Enluminures et cinématographie

Après Homère et la mythologie, faisons un saut jusqu’à l’époque médiévale. Écrit par un moine anglais au VIIIe siècle, le Liber monstrorum de diuersis generibus (ouvrage cité dans « Le nom de la rose » d’Umberto Eco) fait référence aux sirènes. Sur des enluminures ou des chapiteaux, elles sont dessinées, conservant leurs ailes et leurs pattes griffues. L’auteur évoque leur « queue de poisson couverte d’écailles avec laquelle elles vivent en sécurité dans l’eau » et en fait des « êtres doués de raison ».

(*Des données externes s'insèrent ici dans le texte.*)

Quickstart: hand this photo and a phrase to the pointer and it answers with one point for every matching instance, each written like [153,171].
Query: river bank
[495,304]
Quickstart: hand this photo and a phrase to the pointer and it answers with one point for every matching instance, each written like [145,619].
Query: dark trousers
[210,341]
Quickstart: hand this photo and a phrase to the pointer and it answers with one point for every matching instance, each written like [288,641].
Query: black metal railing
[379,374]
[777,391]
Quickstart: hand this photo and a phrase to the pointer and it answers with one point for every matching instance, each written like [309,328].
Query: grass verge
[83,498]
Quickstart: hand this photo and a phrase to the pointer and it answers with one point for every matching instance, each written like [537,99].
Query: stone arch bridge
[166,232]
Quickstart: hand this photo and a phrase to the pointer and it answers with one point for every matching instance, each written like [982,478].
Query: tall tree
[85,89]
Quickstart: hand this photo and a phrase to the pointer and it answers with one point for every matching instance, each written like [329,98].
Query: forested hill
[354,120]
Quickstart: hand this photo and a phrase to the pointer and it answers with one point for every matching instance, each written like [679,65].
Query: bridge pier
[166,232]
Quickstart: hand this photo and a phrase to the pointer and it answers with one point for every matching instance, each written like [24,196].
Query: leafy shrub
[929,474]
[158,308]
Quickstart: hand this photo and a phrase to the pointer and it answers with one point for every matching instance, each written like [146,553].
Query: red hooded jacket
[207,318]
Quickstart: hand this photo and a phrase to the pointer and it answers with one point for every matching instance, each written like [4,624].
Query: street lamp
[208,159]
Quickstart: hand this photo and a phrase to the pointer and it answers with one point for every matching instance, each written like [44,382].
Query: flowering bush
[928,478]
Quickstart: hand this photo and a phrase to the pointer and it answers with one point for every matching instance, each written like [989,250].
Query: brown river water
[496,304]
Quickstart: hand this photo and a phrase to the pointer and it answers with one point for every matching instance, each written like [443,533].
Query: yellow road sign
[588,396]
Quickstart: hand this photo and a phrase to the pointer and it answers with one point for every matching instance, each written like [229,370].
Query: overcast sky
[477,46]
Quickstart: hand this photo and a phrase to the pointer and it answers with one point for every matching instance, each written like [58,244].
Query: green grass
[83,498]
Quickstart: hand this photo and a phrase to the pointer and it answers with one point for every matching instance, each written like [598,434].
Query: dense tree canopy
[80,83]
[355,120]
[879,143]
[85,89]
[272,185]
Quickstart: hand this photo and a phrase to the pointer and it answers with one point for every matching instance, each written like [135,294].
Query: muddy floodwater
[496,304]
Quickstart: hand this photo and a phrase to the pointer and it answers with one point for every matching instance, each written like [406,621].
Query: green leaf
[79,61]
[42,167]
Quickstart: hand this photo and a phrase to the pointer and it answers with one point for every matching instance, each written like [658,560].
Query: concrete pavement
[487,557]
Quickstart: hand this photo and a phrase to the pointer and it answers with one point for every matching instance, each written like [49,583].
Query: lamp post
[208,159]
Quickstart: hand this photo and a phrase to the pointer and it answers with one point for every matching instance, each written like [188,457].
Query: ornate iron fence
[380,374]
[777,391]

Historique 1Dès lors, des représentations positives ou négatives de la sirène coexistent. Quant au triton, pendant masculin de la sirène, il semble avoir toujours eu cette représentation d’être mi-homme mi-poisson, cohabitant avec la sirène dans l’imagerie médiévale.

Beaucoup plus tard, Hollywood va utiliser l’image de la gentille sirène, avec Ann Blyth en 1948 (« Mr Peabody et la Sirène ») puis Ester Williams, héroïne de « Million Dollar Mermaid » en 1952. De son côté, Disney emploie en Floride une troupe de sirènes dans le lagon de l’attraction Nautilus de 1959 à 1967, alors que son premier dessin animé sur les sirènes remonte à 1932. Les sirènes sont encore et toujours à l’honneur sur le grand écran à ce jour. On les (re)trouve dans un des épisodes de la franchise « Pirates des Caraïbes ». En version maléfique cette fois car en quête de jeunes marins à dévorer… Les sirènes sont aussi présentes dans des séries télévisées (« Siren », « Les sirènes de Mako », etc.), en compagnie parfois de tritons. Tous sont montrés cette fois sous un jour sympathique et vivant aux côtés des hommes…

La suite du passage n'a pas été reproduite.